David Steverson, IMB vice president for finance, told the board that prospects for the 2003 Lottie Moon Christmas Offering for International Missions looked “extremely promising.” He said he believed the final total May 31 would exceed the base goal of $133 million.
In June 2003, the IMB was forced to limit appointments and cut statewide staff because income from churches was not keeping pace with the strong growth in the number of new missionares coming forward for overseas service. IMB President Jerry Rankin had promised to loosen restrictions on appointments if Southern Baptists rose to the funding challenge. So far, receipts for the offering appear to be running more than 18 percent ahead of last year’s offering during the same period.
In the end, the trustees adopted a recommendation from their Financial Committee to add $13 million to the 2004 budget, including an additional $5 million to send 200 long-term and short-term missionaries. Another additional $4 million in funds was allocated for capital expenditures such as missionary housing and vehicles. The remaining $4 million was added to missionary support.
IMB trustees also appointed 76 new long-term overseas workers in an April 27 service at Two Rivers Baptist Church in Nashville. After the appointment, Rankin challenged the new missionaries to imitate Abraham, who followed God even though he didn’t know where he was going, to be like Moses, who rejected the comforts and riches of Egypt to identify with his people, and to emulate the heroes of faith who refused to shun suffering and death because they valued God’s higher purpose even more than their own well-being.

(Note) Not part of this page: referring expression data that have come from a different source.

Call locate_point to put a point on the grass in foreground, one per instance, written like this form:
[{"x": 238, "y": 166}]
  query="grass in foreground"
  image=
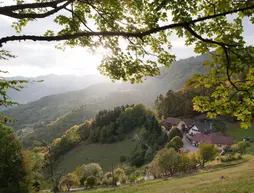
[
  {"x": 104, "y": 154},
  {"x": 238, "y": 179}
]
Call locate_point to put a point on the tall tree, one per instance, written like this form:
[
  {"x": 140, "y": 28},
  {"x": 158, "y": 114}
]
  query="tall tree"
[{"x": 145, "y": 27}]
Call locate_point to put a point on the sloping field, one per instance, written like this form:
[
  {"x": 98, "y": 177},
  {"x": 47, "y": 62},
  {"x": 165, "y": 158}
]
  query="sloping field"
[
  {"x": 104, "y": 154},
  {"x": 237, "y": 179}
]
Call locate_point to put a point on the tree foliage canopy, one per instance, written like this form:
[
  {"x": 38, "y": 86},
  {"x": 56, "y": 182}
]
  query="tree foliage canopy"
[{"x": 135, "y": 35}]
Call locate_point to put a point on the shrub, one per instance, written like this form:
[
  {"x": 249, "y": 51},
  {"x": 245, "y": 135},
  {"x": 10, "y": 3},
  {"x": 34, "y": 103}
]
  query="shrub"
[
  {"x": 177, "y": 142},
  {"x": 108, "y": 175},
  {"x": 123, "y": 180},
  {"x": 206, "y": 152},
  {"x": 170, "y": 145},
  {"x": 122, "y": 158},
  {"x": 132, "y": 178},
  {"x": 237, "y": 156},
  {"x": 166, "y": 161},
  {"x": 174, "y": 132},
  {"x": 92, "y": 169},
  {"x": 91, "y": 181},
  {"x": 118, "y": 173},
  {"x": 104, "y": 182},
  {"x": 69, "y": 181},
  {"x": 110, "y": 181}
]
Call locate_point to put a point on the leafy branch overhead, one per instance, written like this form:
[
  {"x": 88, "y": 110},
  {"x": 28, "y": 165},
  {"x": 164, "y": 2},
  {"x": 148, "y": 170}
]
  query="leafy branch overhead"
[{"x": 136, "y": 37}]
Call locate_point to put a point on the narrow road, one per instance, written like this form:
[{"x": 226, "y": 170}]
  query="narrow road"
[{"x": 187, "y": 146}]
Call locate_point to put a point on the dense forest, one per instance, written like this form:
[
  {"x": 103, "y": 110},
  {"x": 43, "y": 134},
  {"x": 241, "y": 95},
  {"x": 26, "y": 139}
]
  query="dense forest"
[
  {"x": 110, "y": 126},
  {"x": 51, "y": 116}
]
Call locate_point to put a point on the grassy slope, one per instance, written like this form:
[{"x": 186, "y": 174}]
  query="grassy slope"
[
  {"x": 238, "y": 179},
  {"x": 238, "y": 133},
  {"x": 104, "y": 154}
]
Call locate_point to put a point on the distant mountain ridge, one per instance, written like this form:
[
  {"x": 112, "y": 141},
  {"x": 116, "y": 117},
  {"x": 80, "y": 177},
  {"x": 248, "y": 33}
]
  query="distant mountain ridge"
[
  {"x": 52, "y": 84},
  {"x": 36, "y": 115}
]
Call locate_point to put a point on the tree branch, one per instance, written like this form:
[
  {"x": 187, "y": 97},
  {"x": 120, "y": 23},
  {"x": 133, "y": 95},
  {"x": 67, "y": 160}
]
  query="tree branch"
[
  {"x": 83, "y": 22},
  {"x": 30, "y": 6},
  {"x": 35, "y": 15},
  {"x": 123, "y": 34}
]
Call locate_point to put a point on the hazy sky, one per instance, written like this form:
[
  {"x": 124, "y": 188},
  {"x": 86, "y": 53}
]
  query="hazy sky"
[{"x": 40, "y": 58}]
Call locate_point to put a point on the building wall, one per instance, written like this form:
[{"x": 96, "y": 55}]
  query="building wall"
[
  {"x": 193, "y": 130},
  {"x": 180, "y": 125}
]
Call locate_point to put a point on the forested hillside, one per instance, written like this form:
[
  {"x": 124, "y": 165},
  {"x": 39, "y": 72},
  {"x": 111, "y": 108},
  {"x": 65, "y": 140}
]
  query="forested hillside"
[
  {"x": 59, "y": 110},
  {"x": 52, "y": 84}
]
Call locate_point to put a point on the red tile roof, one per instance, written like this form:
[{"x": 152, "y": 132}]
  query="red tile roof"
[
  {"x": 170, "y": 121},
  {"x": 189, "y": 122},
  {"x": 214, "y": 138}
]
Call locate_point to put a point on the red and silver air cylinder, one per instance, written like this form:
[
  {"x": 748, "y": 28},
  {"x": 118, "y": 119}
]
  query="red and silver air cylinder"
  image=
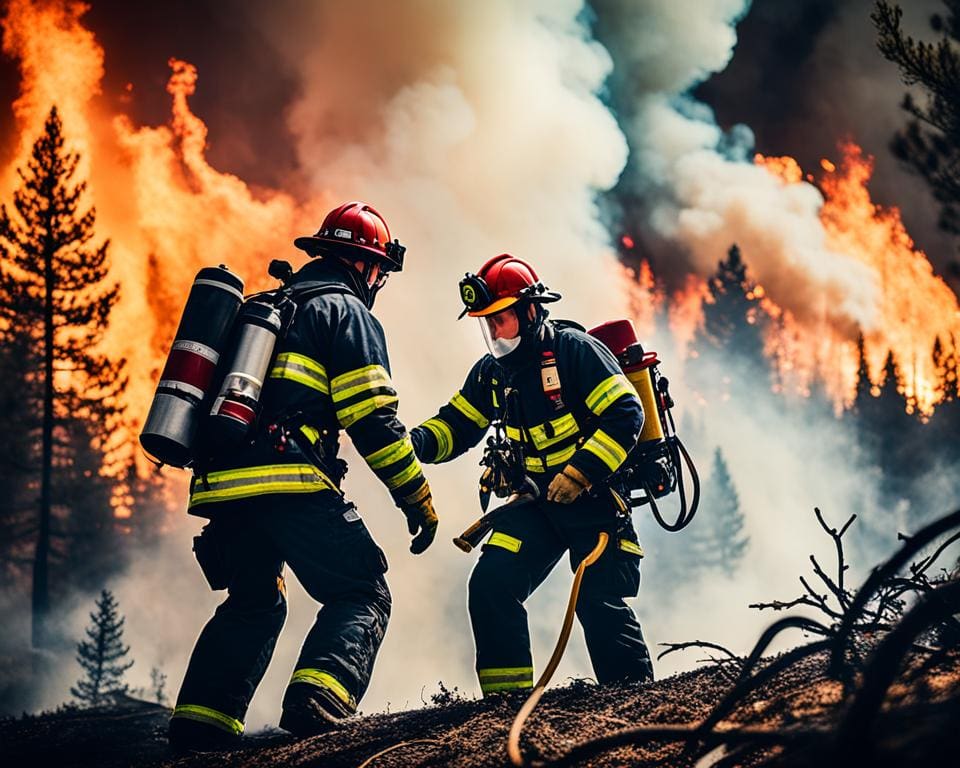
[
  {"x": 235, "y": 408},
  {"x": 188, "y": 375},
  {"x": 620, "y": 337}
]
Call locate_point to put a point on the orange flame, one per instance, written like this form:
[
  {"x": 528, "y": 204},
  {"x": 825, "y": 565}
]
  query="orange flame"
[{"x": 915, "y": 306}]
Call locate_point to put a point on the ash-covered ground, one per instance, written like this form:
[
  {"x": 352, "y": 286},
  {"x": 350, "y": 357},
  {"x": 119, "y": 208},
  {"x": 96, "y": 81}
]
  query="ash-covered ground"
[{"x": 795, "y": 718}]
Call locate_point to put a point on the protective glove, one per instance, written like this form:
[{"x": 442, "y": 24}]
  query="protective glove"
[
  {"x": 567, "y": 485},
  {"x": 422, "y": 518}
]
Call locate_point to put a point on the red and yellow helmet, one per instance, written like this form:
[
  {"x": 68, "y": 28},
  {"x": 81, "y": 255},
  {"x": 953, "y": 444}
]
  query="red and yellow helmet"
[
  {"x": 355, "y": 230},
  {"x": 502, "y": 282}
]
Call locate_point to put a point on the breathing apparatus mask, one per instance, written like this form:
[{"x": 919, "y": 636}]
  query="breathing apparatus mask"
[{"x": 515, "y": 320}]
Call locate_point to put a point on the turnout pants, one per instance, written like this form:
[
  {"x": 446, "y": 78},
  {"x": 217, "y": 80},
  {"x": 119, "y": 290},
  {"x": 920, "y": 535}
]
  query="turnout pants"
[
  {"x": 518, "y": 556},
  {"x": 327, "y": 546}
]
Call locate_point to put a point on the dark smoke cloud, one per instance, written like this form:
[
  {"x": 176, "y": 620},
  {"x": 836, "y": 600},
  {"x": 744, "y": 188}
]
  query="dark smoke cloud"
[{"x": 806, "y": 74}]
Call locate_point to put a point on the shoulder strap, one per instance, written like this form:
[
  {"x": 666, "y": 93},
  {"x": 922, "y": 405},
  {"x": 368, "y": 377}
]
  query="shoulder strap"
[{"x": 303, "y": 292}]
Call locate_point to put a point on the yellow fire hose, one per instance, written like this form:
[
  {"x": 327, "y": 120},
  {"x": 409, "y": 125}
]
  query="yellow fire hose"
[{"x": 513, "y": 740}]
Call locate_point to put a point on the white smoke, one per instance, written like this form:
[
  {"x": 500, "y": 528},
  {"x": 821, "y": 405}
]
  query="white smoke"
[{"x": 704, "y": 196}]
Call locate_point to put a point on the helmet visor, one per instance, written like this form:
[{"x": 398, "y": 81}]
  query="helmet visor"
[{"x": 495, "y": 333}]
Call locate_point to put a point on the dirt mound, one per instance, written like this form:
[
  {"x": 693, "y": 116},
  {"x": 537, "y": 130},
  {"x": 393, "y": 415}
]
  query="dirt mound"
[{"x": 792, "y": 720}]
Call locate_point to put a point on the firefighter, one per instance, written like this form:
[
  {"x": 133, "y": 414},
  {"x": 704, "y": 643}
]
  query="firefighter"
[
  {"x": 278, "y": 502},
  {"x": 573, "y": 416}
]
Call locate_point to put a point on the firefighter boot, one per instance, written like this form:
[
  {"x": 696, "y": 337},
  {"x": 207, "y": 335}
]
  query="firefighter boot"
[{"x": 310, "y": 710}]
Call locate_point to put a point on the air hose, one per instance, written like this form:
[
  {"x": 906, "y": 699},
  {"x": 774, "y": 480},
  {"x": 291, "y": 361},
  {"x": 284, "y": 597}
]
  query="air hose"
[{"x": 513, "y": 740}]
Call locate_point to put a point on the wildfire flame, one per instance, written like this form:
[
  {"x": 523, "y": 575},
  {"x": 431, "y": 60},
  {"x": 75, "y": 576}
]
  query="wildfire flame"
[{"x": 168, "y": 212}]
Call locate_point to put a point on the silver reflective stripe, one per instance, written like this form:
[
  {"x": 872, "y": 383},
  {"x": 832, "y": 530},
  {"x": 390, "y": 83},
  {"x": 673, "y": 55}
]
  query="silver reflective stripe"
[{"x": 221, "y": 286}]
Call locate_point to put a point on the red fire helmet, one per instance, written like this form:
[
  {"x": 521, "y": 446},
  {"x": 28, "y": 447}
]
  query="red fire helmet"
[
  {"x": 502, "y": 282},
  {"x": 355, "y": 230}
]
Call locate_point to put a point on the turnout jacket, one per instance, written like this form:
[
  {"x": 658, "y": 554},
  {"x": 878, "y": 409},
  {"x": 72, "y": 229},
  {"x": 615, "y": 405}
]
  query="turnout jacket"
[
  {"x": 331, "y": 372},
  {"x": 594, "y": 428}
]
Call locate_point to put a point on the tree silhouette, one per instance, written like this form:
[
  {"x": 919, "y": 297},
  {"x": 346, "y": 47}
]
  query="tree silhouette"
[
  {"x": 719, "y": 542},
  {"x": 930, "y": 143},
  {"x": 729, "y": 344},
  {"x": 101, "y": 655},
  {"x": 55, "y": 301}
]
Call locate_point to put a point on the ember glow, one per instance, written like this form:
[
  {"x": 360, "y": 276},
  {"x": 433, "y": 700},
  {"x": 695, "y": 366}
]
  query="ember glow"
[
  {"x": 915, "y": 306},
  {"x": 166, "y": 211}
]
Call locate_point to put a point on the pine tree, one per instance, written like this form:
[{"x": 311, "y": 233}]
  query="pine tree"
[
  {"x": 158, "y": 682},
  {"x": 930, "y": 143},
  {"x": 731, "y": 337},
  {"x": 101, "y": 655},
  {"x": 54, "y": 305}
]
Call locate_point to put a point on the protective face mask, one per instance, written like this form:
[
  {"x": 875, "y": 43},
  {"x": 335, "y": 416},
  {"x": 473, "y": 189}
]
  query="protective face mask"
[{"x": 498, "y": 347}]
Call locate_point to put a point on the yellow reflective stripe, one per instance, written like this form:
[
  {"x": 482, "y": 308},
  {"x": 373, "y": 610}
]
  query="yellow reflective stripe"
[
  {"x": 301, "y": 369},
  {"x": 503, "y": 540},
  {"x": 323, "y": 679},
  {"x": 444, "y": 435},
  {"x": 463, "y": 405},
  {"x": 631, "y": 546},
  {"x": 609, "y": 391},
  {"x": 505, "y": 678},
  {"x": 352, "y": 414},
  {"x": 209, "y": 716},
  {"x": 533, "y": 464},
  {"x": 405, "y": 476},
  {"x": 608, "y": 450},
  {"x": 418, "y": 495},
  {"x": 360, "y": 380},
  {"x": 563, "y": 427},
  {"x": 390, "y": 454},
  {"x": 256, "y": 481}
]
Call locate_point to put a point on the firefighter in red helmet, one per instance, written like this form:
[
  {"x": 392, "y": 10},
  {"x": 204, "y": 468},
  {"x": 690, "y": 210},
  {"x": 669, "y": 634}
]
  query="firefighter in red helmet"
[
  {"x": 571, "y": 417},
  {"x": 278, "y": 501}
]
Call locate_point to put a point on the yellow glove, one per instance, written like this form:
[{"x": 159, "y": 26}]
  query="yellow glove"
[
  {"x": 421, "y": 517},
  {"x": 567, "y": 485}
]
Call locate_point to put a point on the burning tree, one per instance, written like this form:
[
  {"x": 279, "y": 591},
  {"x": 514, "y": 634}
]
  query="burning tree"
[
  {"x": 731, "y": 337},
  {"x": 54, "y": 305},
  {"x": 100, "y": 655},
  {"x": 721, "y": 542}
]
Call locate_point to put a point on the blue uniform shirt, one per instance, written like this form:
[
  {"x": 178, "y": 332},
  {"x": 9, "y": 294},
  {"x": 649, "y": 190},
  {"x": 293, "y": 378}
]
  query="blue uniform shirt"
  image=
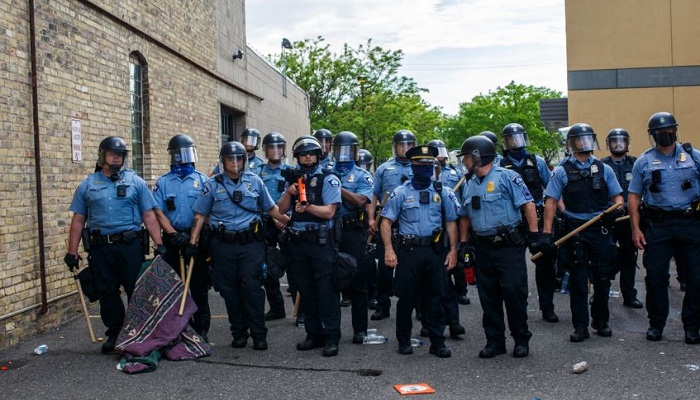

Also during the meeting there were several recommendations that were adopted with the intention to streamline and sharpen the focus of IMB’s overseas structure. The board’s Western Pacific and Southeast Asia and Oceania regions were consolidated into one Pacific Rim region. The Eastern Africa and Southern Africa regions into one Eastern and Southern Africa region.
A motion to also consolidate four other regions into two was also brought from the floor. The motion was to unify the Middle America and Caribbean Basin regions, merging the Western South America and Eastern South America regions and transferring Venezuela and Colombia from the Middle America and Caribbean region to the new South America region. Proposals to consolidate the regions had been discussed the previous day in three regional committees, however none of the committees had been asked to vote on them. The committees reported that they had not yet come to a consensus about the proposals.
The motion was met with opposition from a member of the Eastern South America committee, however the trustees voted for the additional consolidations on a show of hands by a margin of 43 to 29. Rankin said the question of who would lead the combined regions would be addressed during the board’s May meeting. The meeting will be held in Atlanta, Georgia on May 17-19.